Czechoslovak Opposition Celebrates Victory

After three-week crisis, Civic Forum wins coalition rule

AFTER 41 years of communist rule, a new era began Sunday in Czechoslovakia when a coalition government of ``national understanding'' was sworn in, and the last remnant of the old Stalinist regime, President Gustav Husak, resigned. The breakthrough in the three-week-old political crisis amounts to a near-total victory for the opposition group Civic Forum, which is not even as old as the crisis. The Forum had demanded Mr. Husak's resignation, and seven of its candidates entered the new government of 10 Communists, two Socialists, and two representatives of the People's Party. The government is led by Communist Marian Calfa, a Slovak lawyer, who was first deputy prime minister in the previous government.

In addition, the Forum's leader, playwright Vaclav Havel, could soon be the nation's new president, since part of the agreement reached Saturday evening is that the president should be a Czech and not affiliated with any political party. The new president must be elected within two weeks.

Mr. Havel said afterward that the composition of the government was the ``maximum under the present circumstances,'' and there was great satisfaction in Civic Forum after the dramatic end of the crisis. But one Forum activist stressed that even though the ``battle was won, the war is still not won.''

``Happy? I don't know. It is all so absurd if you think back on the situation a month ago,'' said Jiri Dienstbier, spokesman of Civic Forum and new foreign minister. Longtime dissident Dienstbier served an extended prison sentence in the early 1980s, and for the last years has made his living as a stoker while putting out a samizdat paper, Lidove Novine.

The main task of the new transitional government is to prepare for the first free elections in Czechoslovakia since 1948, expected no later than next July.

``The composition of the government gives guarantees that the conditions cannot return to what they were before Nov. 17,'' says Jan Carnogursky, a Slovak lawyer and Roman Catholic activist, who a couple of weeks ago was in jail for his opposition activities, but who now is the first deputy prime minister.
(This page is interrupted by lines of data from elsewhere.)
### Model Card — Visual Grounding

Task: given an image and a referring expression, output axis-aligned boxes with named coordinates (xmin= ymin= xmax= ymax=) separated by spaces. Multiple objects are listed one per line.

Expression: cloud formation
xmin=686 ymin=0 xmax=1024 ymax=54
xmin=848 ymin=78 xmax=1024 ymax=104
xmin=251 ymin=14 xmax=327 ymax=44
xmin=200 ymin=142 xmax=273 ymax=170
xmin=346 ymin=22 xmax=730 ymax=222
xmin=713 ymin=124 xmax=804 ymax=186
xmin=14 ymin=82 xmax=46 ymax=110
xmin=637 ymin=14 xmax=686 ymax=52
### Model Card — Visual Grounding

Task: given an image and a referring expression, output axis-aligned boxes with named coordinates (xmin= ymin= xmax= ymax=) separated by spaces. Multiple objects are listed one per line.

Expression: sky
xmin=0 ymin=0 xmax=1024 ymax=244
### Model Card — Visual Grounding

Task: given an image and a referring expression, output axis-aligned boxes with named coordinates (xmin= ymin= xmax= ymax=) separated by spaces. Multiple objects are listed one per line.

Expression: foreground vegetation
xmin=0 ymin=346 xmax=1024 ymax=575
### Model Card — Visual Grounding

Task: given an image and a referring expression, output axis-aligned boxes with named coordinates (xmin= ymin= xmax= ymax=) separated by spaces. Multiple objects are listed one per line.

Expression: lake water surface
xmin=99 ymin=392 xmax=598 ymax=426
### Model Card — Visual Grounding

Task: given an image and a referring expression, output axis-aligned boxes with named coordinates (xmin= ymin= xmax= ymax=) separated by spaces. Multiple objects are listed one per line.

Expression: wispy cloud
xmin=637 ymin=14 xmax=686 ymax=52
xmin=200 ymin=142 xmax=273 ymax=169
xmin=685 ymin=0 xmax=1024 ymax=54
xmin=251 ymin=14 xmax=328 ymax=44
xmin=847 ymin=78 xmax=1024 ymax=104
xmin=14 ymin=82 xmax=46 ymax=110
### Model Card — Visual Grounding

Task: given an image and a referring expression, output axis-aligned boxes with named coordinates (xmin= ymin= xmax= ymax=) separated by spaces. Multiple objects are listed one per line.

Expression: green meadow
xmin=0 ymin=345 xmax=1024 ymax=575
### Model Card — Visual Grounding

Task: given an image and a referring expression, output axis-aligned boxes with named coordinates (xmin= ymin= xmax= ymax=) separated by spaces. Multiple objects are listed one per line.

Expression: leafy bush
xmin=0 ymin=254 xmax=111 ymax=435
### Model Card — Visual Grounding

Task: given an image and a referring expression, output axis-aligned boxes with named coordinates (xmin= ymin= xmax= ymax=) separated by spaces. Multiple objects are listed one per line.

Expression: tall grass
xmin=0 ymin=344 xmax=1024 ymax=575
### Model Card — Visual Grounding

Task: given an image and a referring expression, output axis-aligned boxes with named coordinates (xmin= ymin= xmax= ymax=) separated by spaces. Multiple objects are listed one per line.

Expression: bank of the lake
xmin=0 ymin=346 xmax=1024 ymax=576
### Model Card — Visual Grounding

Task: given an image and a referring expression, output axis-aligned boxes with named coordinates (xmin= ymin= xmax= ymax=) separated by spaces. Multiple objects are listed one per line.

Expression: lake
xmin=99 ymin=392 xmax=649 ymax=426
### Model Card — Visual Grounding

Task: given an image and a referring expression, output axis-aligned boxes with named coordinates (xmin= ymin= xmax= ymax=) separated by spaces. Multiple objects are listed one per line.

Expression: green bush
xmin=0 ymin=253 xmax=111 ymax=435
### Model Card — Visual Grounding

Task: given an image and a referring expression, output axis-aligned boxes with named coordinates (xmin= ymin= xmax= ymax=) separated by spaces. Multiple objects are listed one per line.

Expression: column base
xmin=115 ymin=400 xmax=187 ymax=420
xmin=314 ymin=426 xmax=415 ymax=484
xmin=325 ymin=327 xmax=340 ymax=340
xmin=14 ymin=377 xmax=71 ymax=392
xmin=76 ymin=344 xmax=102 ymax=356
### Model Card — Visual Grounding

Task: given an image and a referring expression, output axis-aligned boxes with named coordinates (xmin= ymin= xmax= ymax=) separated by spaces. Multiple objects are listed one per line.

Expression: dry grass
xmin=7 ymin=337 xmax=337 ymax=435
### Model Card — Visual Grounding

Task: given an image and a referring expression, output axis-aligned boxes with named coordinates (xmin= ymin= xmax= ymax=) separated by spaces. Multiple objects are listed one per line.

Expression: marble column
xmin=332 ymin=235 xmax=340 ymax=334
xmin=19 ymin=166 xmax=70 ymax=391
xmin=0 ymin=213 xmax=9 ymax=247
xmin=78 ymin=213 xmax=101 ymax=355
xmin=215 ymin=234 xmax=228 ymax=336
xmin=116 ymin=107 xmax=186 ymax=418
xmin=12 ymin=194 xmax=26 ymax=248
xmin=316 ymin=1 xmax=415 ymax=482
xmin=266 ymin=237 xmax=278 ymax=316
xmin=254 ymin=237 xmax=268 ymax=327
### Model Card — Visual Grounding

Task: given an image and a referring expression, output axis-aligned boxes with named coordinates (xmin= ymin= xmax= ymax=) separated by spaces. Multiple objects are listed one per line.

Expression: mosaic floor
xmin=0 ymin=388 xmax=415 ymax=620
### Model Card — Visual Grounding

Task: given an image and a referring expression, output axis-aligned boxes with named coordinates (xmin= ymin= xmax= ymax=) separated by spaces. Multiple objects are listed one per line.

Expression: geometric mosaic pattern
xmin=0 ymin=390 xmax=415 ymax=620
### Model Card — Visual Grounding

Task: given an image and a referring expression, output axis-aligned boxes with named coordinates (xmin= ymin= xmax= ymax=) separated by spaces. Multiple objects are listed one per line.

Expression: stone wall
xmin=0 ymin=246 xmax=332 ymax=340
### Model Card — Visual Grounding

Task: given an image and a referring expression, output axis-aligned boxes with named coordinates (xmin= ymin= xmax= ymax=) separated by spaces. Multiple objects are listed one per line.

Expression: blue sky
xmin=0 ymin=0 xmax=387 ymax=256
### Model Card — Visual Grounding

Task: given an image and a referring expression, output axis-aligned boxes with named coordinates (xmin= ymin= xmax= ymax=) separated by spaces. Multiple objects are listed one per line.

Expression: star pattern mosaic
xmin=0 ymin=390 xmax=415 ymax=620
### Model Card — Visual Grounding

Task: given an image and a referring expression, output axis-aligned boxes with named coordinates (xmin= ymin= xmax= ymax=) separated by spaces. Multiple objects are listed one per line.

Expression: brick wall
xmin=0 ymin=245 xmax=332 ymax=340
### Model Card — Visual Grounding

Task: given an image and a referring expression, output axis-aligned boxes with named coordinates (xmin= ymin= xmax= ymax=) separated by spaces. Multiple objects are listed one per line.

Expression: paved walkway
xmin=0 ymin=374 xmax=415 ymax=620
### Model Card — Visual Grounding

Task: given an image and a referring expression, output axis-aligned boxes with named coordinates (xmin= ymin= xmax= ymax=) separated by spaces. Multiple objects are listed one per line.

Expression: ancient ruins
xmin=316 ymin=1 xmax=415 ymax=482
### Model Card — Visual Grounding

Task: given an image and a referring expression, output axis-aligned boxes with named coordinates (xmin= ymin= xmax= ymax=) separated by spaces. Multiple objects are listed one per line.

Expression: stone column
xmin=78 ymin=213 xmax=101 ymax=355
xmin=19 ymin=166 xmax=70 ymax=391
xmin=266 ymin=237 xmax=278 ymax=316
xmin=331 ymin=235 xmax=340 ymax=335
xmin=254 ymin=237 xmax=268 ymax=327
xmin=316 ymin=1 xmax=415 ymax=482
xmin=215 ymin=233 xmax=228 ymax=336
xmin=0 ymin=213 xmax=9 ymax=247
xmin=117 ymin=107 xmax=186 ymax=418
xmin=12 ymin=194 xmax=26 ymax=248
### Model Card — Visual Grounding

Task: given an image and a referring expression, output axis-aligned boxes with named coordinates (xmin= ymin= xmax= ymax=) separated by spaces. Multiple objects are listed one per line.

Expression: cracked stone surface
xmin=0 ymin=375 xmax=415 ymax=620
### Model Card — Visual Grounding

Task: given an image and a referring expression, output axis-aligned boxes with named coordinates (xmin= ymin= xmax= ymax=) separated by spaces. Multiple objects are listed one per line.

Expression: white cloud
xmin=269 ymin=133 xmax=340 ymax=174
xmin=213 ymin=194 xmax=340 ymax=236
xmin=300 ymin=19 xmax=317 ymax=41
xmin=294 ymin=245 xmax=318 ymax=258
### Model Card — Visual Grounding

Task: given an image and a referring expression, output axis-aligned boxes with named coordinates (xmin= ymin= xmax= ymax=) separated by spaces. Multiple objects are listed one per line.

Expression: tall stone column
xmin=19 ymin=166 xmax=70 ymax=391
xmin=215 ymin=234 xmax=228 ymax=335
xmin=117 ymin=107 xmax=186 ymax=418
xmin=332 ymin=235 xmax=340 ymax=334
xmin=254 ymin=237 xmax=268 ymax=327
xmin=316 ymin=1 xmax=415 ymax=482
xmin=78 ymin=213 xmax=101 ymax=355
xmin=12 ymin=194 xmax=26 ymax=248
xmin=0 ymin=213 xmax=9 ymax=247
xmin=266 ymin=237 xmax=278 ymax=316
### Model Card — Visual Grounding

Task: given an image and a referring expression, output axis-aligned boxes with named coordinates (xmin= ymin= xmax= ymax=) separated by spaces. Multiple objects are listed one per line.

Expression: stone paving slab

The brutal beating of student protesters by police on Nov. 17 triggered the revolutionary changes now under way here. The work toward ``total democracy can continue,'' Mr. Carnogursky also said.

The hardest negotiations centered on the post of interior minister, according to informed sources within Civic Forum, and a compromise was reached in which no such minister was appointed. Instead, the responsibility for the police and the security forces are to be shared by a troika, consisting of Mr. Calfa, Carnogursky, and Valtr Komarek, the other first deputy prime minister.

Mr. Komarek is head of the renowned economic forecasting institute, from which two other ministers, new Finance Minister Vaclav Klaus and Vladimir Dlouhy, head of the planning commission, also come. All three were backed by Civic Forum, although Komarek and Mr. Dlouhy are also Communist Party members. Thus, Civic Forum has been put in charge of rebuilding the troubled Czechoslovak economy.

There were also difficult negotiations surrounding the candidacy of Dienstbier as foreign minister. The Communist Party did not want him and suggested Jiri Hajek, the former foreign minister during the brief reform era of Alexander Dubcek. But Mr. Hajek declined, saying that he stood behind Dienstbier.

It was a humiliating finale for Husak, the last of the hard-liners still in power three weeks into the Czechoslovak revolution. Husak, who took over as Communist Party leader in 1968, was seen by Civic Forum as the main culprit behind the stark repression of the past two decades. Two years ago, when he became president, he was replaced by Milos Jakes, who, in turn, has not only resigned from all his posts but also been expelled from the party. Mr. Jakes and perhaps even Husak now face possible criminal charges for activities while in power.

Husak said in his speech Saturday evening on television, when he announced his intention to resign after swearing in the new government Sunday, that ``good, less good, and bad things'' had happened in the past, and that mistakes had been made in carrying out socialism. But he also said that socialism was a bright idea and that he had not found anything better in the world.

The new government replaces the less-than-week-old government of Ladislav Adamec, who resigned last Thursday citing difficult negotiations with Civic Forum. The announcement of his government, which included 16 communist ministers out of a total of 21, prompted new nationwide protests last week by Civic Forum and the call for another general strike on Monday. It is unclear at this time if that strike will actually take place.

But on Sunday afternoon, hundreds of thousands of people met up on Wenceslas Square to celebrate the new government and the start of a new era for postwar Czechoslovakia. From Stalinism to a coalition government, open debate, and preparations for free elections in only three weeks: It was, indeed, a remarkably swift revolution.